家族には虎徹頼太郎言う飼い主おったけど今は墓で眠っとるんじょ。
わいは頼太郎をじっちゃんと呼んどった。
もっともあの人は「にゃー」としか聞こえとらんかったみたいやけどな。
わいはじっちゃんが死んでから生前じっちゃんに恨み持っとった連中が墓を壊しに来んようにずっと守んりょったけど奈照言う姉ちゃんの知り合いの巫女さんが結界張ってくれる言うて墓守りの必要のうなって自由に動けるようになったんよ。
結界が薄うなったらお札貰いに行ったら良えけんどわい…あの巫女さん苦手やなあ…。
とても奈照ちゃんの友達や思えれへんわ。
潤実ちゃん会ってみたいや言よったけどあの子は会わん方が良えや思うわ。
わいでも怖い思うけんあの子やったらチビる思うわ。
まあ美人っちゃ美人やけどな。
まあ結界薄うなってからどうするか考えようや。
ほなけんわいは文化の森言う公園行ってブラブラしよるとこなんじょ。
ブンモリ(文化の森)はわいら野良猫のスポットで餌貰いに行ったり日向ぼっこしにブンモリに来る野良猫は多い。
中でも人間がタダで餌くれるけんそれが目的でブンモリに来る野良猫もおる。
最近はわいもブンモリ気に入ってなあ、人間が餌くれるけんタダ儲けや思うて今はしょっちゅう貰いに来よんよ。

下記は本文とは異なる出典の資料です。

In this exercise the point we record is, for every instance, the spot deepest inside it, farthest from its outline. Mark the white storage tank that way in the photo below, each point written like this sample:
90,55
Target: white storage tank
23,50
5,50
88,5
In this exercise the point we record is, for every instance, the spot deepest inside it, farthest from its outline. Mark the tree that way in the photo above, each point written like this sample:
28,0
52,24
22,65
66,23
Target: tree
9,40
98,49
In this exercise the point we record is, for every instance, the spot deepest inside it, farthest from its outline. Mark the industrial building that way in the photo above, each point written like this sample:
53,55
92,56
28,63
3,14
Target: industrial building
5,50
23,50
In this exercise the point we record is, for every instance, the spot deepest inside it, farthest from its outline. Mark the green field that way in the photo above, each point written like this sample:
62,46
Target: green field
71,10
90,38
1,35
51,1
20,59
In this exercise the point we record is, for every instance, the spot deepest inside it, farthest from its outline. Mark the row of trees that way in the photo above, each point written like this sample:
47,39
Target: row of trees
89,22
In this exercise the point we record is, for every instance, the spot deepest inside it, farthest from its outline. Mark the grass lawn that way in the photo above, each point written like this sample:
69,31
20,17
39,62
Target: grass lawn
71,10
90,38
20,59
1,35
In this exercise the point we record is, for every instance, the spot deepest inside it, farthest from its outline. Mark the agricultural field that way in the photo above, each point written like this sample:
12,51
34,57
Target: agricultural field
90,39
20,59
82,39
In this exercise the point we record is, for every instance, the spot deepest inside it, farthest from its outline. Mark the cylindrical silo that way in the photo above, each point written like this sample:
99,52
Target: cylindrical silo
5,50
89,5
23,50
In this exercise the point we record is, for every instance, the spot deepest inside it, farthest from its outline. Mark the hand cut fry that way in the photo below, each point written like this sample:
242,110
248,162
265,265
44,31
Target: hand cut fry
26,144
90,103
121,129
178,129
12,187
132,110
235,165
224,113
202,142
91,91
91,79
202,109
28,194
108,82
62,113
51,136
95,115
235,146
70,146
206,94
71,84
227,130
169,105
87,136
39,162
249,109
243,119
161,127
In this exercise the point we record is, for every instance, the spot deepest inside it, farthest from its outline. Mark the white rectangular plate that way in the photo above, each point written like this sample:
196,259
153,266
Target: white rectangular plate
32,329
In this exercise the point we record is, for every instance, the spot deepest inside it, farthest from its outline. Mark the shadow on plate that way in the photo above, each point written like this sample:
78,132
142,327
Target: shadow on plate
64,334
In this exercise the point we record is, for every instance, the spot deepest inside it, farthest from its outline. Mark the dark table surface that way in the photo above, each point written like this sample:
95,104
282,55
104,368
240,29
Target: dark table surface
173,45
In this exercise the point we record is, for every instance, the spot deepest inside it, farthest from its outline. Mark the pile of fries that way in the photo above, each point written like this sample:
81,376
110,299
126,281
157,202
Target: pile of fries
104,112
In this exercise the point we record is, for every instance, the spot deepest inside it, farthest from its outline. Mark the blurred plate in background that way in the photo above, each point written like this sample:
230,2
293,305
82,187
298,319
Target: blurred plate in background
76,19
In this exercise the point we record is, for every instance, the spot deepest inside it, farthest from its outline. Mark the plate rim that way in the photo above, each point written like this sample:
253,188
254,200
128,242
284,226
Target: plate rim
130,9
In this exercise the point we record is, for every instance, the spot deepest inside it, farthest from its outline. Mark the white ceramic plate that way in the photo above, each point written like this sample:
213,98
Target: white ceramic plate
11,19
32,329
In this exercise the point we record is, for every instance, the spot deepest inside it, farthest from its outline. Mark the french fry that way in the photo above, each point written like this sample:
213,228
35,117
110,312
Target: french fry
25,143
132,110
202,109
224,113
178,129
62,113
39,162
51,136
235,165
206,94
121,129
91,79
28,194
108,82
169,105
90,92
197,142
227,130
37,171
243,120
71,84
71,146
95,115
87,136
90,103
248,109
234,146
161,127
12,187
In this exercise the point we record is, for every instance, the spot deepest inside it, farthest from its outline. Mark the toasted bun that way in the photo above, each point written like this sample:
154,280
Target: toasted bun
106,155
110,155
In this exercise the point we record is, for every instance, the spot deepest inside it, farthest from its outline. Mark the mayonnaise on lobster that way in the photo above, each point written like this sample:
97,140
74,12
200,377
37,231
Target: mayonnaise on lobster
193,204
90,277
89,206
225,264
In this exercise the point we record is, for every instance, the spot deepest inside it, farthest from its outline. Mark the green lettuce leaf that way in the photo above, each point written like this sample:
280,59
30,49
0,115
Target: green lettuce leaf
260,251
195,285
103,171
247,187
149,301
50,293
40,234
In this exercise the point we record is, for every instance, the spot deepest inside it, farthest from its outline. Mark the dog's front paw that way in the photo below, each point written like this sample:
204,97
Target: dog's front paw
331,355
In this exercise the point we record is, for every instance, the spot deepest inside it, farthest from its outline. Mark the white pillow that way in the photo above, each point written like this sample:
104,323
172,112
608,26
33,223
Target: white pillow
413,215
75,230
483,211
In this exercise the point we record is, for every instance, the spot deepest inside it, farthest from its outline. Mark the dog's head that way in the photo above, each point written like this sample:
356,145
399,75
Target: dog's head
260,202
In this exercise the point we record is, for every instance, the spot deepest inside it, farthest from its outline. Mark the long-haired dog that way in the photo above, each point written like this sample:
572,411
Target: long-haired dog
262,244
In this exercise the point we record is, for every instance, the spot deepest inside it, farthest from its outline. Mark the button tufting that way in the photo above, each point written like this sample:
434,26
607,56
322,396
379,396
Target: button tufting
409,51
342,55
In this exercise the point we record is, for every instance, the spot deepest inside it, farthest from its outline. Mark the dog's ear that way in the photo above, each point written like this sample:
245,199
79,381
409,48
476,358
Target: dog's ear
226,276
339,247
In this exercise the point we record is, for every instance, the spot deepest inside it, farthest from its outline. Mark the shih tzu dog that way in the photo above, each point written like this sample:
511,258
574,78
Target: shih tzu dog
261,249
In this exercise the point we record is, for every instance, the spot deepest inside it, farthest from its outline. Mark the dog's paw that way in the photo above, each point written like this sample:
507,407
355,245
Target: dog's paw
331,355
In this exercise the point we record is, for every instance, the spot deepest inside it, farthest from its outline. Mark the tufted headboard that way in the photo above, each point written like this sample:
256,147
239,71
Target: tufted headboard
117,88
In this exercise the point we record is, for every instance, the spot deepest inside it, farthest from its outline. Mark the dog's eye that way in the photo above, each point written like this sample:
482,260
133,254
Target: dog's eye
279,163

じっちゃんみたいなヨボヨボの爺さんが餌くれたりおっさんだったりくれる人は大体そんなんやけんどわいはオスやけんたまに来る女の人から貰う事が多いなあ。
あんまり美人ちゃうけんど贅沢は言よれんわ。
その人可愛い可愛い言うて餌くれるんやけん。
家で飼ってもらえって?
そうしても良えけんど束縛は好かんしこうして野良猫として気ままにやる方がわいの性分に合っとるけんな。
そんな平和なブンモリやけど今日はある事件が起こる事を今のわいはまだわからんかった。
ーーー鉄巨神亜馬《てつきょしんあーま》SIDE
俺は鉄巨神亜馬《てつきょしんあーま》窓際社員の38歳だ。
俺は努力と根性を信じてこの歳まで頑張ってきた。
努力すれば必ず報われる、根気よく働けば幸せになれる。
それを信じて遊びもせず地道にコツコツと頑張ってきた。
知恵袋と言う悩み相談で人生に悩み投稿する事があるが、頑張ってる貴方は素敵、貴方ならきっと幸せになれる、その回答を見ては感動を覚えていた。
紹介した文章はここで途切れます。